The government’s largest contracts slated for release this fiscal year will be significantly larger than previous years, according to a new analysis.
The top 20 contract opportunities represent a combined potential business worth $160 billion over the contracts’ lifetime, or a 74 percent increase over the $92 billion value of last year’s top contracts, according to a new report by market research firm Deltek.
Request for proposals are expected to start rolling out in January, which should provide some breathing room for agencies to recover from the partial shutdown, said Jennifer Sakole, principal analyst for federal information services at Deltek. Whether contracts will be immune to impacts of the shutdown is unclear, but so far agencies haven’t announced plans to cancel or postpone these contracts.
Sakole noted that while the estimated ceiling values are significantly higher than last year’s top contracts, agencies may end up spending less money under those contracts. More than half of the contracts are indefinite-delivery/indefinite-quantity contracts, which provide an indefinite quantity of goods and services during a fixed period of time.
Defense Department spending accounts for 73 percent, or $118 billion, of the top contracts, which is more than double last year’s value. More than half of those dollars are expected to flow from Army contracts.
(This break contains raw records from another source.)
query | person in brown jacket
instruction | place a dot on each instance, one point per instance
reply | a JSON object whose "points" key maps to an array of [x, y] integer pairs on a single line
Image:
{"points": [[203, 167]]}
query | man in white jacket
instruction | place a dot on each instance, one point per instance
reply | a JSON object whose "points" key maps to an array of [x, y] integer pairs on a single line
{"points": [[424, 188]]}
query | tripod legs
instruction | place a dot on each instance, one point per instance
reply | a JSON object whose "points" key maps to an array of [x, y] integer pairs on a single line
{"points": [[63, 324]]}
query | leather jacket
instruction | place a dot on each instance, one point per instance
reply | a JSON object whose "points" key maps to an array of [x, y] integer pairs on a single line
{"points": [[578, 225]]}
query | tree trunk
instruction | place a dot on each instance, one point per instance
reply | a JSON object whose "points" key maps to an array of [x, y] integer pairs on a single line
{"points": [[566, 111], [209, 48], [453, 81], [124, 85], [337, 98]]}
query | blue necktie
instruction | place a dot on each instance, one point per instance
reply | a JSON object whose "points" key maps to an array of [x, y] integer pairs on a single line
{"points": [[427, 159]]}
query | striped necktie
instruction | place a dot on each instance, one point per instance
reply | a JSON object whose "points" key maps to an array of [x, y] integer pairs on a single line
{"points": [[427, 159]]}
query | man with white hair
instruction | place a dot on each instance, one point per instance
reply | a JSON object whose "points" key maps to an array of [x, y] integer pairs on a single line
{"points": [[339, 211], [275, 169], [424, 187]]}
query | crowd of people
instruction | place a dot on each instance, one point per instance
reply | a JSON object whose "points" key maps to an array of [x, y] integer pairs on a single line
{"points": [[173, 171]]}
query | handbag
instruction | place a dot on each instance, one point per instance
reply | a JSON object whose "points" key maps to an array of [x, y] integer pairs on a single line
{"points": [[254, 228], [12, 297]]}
Overall, information technology contracts represent 45 percent of the top 20 contracts, including the Army’s estimated $30 billion Strategic Services Sourcing 2nd Generation (S32G) contract and another $25 billion Army contract called Information Technology Enterprise Solutions 3 Services contract (ITES-3S CHESS). There’s also the Defense Intelligence Agency’s Enhanced Solutions for the Information Technology Enterprise (E-SITE) contract.
In a recent draft RFP to industry, DIA increased the value of the E-SITE contract from $5 billion to $6 billion, Sakole said. The contract will provide worldwide coverage for IT requirements and technical support services supporting DIA, the combatant commands, military services and mission needs of the larger intelligence community.
DIA was forced to postpone its E-SITE industry day because of the shutdown.